I wonder if part of the disagreement here is the frame of reference we're choosing for our positions.

 

To be clear, I'm not saying that the piston is not accelerating through space, or that the earth is not orbiting around the sun... of course the piston is also accelerating around the sun, or through the galaxy, or through the supercluster... or whatever.

 

However, I thought we were agreed here that the frame of reference under discussion is being limited to the cylinder or head of the engine... in which case, yes... It stops at each pivot point for at least an instant before reversing the direction of travel.

 

Additionally, I'm talking about the piston itself... not the crank, or the cam shaft, or the fly wheel or any other component... Just the piston.

 

Perhaps this gets us closer to being on the same page???

 

 

I hear they have great correspondence programs for high school coarses these days. A good many of them are now done online. You might want to do a review of the basics before entering into discussions about matters you clearly have no properly functioning knowledge of.

 

I would like to make an additional note, observe momentum against acceleration. The extremes of each coincide with the others 0 values. When there is no acceleration there is max momentum and vice verse.

[iNow]

I hear they have great correspondence programs for high school coarses these days. A good many of them are now done online.

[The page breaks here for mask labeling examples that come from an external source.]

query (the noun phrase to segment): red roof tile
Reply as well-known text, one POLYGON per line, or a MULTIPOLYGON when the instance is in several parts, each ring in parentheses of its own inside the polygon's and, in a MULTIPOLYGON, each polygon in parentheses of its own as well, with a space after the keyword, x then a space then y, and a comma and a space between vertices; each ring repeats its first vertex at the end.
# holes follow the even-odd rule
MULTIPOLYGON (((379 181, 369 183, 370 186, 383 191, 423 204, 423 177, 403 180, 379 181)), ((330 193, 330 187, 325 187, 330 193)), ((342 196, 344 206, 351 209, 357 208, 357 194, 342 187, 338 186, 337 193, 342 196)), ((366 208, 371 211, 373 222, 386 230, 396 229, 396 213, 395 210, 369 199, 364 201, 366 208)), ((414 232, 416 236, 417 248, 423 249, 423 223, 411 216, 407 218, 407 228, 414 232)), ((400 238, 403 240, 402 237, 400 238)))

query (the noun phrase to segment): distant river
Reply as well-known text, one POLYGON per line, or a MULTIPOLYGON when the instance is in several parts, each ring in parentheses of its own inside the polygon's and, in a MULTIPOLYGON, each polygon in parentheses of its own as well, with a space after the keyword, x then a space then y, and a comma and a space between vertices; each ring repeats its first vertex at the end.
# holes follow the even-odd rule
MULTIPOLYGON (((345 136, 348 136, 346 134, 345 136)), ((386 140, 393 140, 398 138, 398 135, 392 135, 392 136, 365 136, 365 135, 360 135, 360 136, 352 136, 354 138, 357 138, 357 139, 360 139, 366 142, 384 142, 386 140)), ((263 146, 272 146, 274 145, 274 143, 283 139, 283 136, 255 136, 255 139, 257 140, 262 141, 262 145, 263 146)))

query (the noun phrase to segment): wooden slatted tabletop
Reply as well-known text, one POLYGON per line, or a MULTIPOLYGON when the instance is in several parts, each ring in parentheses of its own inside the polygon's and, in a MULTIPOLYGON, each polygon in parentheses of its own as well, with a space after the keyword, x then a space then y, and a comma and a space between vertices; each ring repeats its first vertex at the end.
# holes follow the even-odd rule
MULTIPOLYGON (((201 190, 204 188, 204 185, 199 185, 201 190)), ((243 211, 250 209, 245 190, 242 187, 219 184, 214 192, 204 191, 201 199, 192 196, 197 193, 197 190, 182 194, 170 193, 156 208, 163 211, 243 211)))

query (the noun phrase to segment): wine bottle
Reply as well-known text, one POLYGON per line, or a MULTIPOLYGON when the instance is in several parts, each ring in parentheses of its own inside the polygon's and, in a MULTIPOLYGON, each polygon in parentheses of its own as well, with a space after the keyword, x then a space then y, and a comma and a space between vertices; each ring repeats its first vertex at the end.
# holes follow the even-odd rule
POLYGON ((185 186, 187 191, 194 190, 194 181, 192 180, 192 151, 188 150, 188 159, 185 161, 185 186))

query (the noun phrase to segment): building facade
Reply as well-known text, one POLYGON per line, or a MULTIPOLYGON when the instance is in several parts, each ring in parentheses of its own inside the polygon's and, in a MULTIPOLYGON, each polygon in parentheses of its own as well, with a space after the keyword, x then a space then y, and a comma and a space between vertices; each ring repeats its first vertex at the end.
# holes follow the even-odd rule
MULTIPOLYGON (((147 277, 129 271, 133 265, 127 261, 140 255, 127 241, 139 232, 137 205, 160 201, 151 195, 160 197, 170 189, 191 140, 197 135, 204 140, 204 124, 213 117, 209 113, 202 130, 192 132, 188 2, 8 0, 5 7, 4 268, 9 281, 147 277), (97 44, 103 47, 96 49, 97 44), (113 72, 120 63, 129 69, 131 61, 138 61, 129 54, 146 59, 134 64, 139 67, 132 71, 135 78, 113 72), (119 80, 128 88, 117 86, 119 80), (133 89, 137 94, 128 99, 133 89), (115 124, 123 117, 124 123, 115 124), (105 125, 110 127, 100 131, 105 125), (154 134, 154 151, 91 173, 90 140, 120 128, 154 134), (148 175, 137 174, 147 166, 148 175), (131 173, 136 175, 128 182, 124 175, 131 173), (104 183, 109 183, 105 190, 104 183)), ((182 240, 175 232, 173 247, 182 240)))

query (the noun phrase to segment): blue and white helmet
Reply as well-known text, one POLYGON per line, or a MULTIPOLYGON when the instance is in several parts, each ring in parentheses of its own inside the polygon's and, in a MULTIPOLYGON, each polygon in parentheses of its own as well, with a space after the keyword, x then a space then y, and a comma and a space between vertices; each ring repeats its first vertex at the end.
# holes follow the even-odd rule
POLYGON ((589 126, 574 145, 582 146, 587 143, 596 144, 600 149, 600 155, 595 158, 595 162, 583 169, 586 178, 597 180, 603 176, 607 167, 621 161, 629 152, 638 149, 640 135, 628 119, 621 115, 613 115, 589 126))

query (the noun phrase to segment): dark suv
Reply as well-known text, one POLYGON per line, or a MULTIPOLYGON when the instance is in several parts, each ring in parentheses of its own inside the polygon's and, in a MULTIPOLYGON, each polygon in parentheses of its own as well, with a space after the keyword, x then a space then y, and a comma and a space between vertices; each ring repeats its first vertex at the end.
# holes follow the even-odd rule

You might want to do a review of the basics before entering into discussions about matters you clearly have no properly functioning knowledge of.

I appreciate the tip. Would you be willing to respond to the question I put forth now?

[Xittenn]

Perhaps this gets us closer to being on the same page???

 

No, we are not on the same page. Question answered I am through with this thread now.

 

Have fun!

[iNow]

Where do we differ?

[A Tripolation]

...I never knew classical mechanics was so hotly disputed.

[JustinW]

I just asked to see where the conversation would go in the first place. I've noticed when talking with smart people that you have to be specific or the conversation could go anywhere. It's fun reading though. It's interesting to see how many different sides there are to a simple arguement that seems cut and dry.